A federal judge ruled last week that the New York Police Department's policy of indiscriminately stopping and frisking men of color is unconstitutional. Although the decision applies only to New York for now, it could affect police forces across the country.
U.S. District Judge Shira Scheindlin did not ban stop-and-frisk in New York, but ordered a federal monitor to oversee the practice. She said, "The NYPD implements its policies regarding stop-and-frisk in a manner that intentionally discriminates based on race," thus violating the Equal Protection Clause of the Constitution's 14th Amendment.
The practice, which was stepped up under Mayor Michael Bloomberg (684,330 men were stopped in 2011), has been controversial because large numbers of blacks and Hispanics are involved in the stops. Half of those detained by police are usually only questioned, but others have their backpacks searched or are given pat-downs.

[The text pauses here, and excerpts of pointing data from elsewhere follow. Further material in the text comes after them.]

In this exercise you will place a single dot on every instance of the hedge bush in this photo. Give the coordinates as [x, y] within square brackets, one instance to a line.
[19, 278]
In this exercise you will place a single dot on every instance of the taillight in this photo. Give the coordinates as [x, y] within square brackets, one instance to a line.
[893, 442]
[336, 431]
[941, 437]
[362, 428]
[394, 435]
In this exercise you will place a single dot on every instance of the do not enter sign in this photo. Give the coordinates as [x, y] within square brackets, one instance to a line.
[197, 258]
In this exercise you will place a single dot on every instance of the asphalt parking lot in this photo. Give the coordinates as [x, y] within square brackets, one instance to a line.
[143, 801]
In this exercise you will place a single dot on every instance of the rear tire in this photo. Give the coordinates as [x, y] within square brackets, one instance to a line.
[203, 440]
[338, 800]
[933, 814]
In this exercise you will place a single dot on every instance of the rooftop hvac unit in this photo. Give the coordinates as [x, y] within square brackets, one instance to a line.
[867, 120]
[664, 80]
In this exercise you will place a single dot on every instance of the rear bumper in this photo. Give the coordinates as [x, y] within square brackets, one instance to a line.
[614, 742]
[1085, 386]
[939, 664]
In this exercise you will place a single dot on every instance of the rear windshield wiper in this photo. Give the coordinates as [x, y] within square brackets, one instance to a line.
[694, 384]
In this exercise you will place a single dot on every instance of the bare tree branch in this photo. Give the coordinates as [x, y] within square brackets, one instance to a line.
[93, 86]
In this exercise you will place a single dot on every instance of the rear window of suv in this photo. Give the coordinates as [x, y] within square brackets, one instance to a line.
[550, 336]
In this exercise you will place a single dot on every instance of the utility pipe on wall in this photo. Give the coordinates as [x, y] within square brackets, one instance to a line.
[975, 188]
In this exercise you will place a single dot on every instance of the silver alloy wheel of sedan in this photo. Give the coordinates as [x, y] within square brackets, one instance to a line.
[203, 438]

The judge noted that 88 percent of the stops in New York result in police letting the person go without an arrest or ticket. That percentage is so high, she suggested, that there was not enough reason to suspect the person of criminal activity. In other words, no probable cause. That, she said, violates the Fourth Amendment, which prohibits unreasonable searches and seizures by government.
Mr. Bloomberg, however, believes the policy has cut crime dramatically in New York and said his administration will appeal.
The Supreme Court has ruled that stop-and-frisks are constitutionally permissible under certain conditions. But for at least one federal judge, these conditions do not include the absolute right to search anyone who is merely thought to look suspicious.